Nonetheless, Democrat governors and mayors are additionally utilizing the cash for their own pet projects like it’s their own private slush fund.

Michigan CV-19 tyrant, Governor Gretchen Whitmer, is spending millions on free college for over 600,000 essential workers.  Student loans no longer work?

Honolulu Mayor Kirk Caldwell agreed to spend $629,000 to rent 15 neighborhood relations specialists.   What exactly are these new hires going to do for CV-19, and how do you rent people?

Democratic St. Paul Mayor Melvin Carter recently introduced a guaranteed income program for low-income families using $300,000 in CARES Act money but has received blowback from a fellow Democrat. Earlier in September, Representative Betty McCollum (D-MN) wrote a letter to Carter expressing concern that the spending fell outside of federal guidelines and may very well be subject to recoupment by the US Treasury.  Of course, they’ll cry racism, sexism, homophobia or istaphobic istaphobe nonsense as to why they should not have to give back the money.

“Without explicit federal approval, is the City prepared to take on costly litigation should the Trump administration challenge the legality of the pilot program?” McCollum wrote.

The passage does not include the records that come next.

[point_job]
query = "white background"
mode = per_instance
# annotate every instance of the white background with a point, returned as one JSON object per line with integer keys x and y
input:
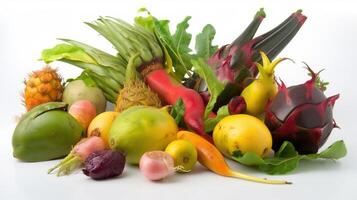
{"x": 327, "y": 40}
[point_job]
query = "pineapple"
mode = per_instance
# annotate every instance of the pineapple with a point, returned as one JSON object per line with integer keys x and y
{"x": 42, "y": 86}
{"x": 135, "y": 92}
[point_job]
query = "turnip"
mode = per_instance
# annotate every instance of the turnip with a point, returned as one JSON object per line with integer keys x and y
{"x": 104, "y": 164}
{"x": 78, "y": 155}
{"x": 156, "y": 165}
{"x": 78, "y": 90}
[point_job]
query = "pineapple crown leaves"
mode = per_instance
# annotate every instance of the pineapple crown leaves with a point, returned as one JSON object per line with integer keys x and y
{"x": 128, "y": 39}
{"x": 131, "y": 74}
{"x": 319, "y": 83}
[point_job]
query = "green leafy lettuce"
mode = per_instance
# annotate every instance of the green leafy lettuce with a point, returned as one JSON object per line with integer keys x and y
{"x": 176, "y": 46}
{"x": 215, "y": 87}
{"x": 66, "y": 51}
{"x": 287, "y": 158}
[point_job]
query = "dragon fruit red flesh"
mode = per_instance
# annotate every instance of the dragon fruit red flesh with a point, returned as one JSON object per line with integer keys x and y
{"x": 302, "y": 115}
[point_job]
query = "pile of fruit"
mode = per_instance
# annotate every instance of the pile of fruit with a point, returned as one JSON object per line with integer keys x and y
{"x": 175, "y": 106}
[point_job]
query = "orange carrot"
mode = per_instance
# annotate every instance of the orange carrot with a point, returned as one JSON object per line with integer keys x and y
{"x": 210, "y": 157}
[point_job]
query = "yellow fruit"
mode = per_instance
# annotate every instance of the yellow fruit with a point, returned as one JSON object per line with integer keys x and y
{"x": 100, "y": 125}
{"x": 184, "y": 154}
{"x": 242, "y": 133}
{"x": 136, "y": 93}
{"x": 261, "y": 90}
{"x": 42, "y": 86}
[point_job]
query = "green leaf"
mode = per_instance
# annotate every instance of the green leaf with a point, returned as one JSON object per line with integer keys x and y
{"x": 210, "y": 123}
{"x": 177, "y": 45}
{"x": 178, "y": 111}
{"x": 65, "y": 51}
{"x": 287, "y": 158}
{"x": 249, "y": 159}
{"x": 100, "y": 57}
{"x": 215, "y": 87}
{"x": 204, "y": 48}
{"x": 146, "y": 21}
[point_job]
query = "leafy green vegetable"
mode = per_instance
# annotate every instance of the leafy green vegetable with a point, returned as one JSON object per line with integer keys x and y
{"x": 66, "y": 51}
{"x": 215, "y": 87}
{"x": 204, "y": 48}
{"x": 178, "y": 111}
{"x": 177, "y": 45}
{"x": 210, "y": 123}
{"x": 287, "y": 158}
{"x": 100, "y": 57}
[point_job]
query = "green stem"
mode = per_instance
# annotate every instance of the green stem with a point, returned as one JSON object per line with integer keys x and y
{"x": 69, "y": 166}
{"x": 67, "y": 158}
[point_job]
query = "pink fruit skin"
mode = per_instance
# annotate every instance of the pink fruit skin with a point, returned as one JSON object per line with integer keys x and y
{"x": 83, "y": 111}
{"x": 301, "y": 114}
{"x": 156, "y": 165}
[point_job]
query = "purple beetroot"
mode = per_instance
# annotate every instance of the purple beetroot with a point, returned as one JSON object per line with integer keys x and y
{"x": 302, "y": 115}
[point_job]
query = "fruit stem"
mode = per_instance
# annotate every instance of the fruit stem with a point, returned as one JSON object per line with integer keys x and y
{"x": 69, "y": 157}
{"x": 255, "y": 179}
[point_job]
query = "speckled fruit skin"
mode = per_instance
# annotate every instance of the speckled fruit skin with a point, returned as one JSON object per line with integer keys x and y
{"x": 301, "y": 114}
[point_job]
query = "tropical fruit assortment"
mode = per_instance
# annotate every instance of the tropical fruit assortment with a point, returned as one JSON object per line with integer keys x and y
{"x": 175, "y": 106}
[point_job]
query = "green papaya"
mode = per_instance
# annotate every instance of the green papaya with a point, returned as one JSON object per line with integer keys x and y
{"x": 45, "y": 132}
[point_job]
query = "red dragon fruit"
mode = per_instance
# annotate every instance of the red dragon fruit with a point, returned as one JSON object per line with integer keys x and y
{"x": 302, "y": 115}
{"x": 235, "y": 63}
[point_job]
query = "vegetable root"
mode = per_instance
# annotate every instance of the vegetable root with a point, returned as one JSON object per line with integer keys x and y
{"x": 78, "y": 155}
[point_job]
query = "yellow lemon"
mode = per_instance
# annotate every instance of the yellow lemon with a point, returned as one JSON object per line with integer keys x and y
{"x": 184, "y": 154}
{"x": 243, "y": 133}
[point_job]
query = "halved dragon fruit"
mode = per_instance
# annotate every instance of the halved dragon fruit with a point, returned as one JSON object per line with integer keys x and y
{"x": 302, "y": 115}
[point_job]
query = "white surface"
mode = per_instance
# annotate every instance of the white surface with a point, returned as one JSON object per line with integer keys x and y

The US Treasury Department wasn’t knowledgeable of any communications from the St. Paul mayor’s office on the subject.

Senator Rick Scott (R-FL) has been critical of the waste and abused happening with the CARES Act.  It is prefer it’s a sweet retailer for Democrats.

“Senator Scott supports using CARES Act funding for its intended purpose to help those struggling due to the [CV-19],” Scott’s office said in a statement. “He does not support using funds intended for the [CV-19], to bail out the poorly-managed budgets and pension plans of liberal states.”

Tax and federal budget policy analyst Adam Michel from the Heritage Foundation predicted that irresponsible use of federal funds might lead to higher taxes for residents, citing the federal help that state budgets received following the Great Recession.

“State and local bailouts create an incentive for state and local leaders to expand existing programs beyond sustainable levels, add new programs, and simultaneously underfund those programs in hopes of further federal support,” Michel told Fox News. “After the Great Recession, 28 states built their budgets around the expectation that Congress would renew expired funding.”

“When the federal money runs out, states have historically increased taxes; each dollar of federal grant money sent to states results in 40 cents of state and local tax increases,” he continued.


Daniel is a conservative syndicated opinion writer and amateur theologian. He writes about topics of politics, culture, freedom, and faith.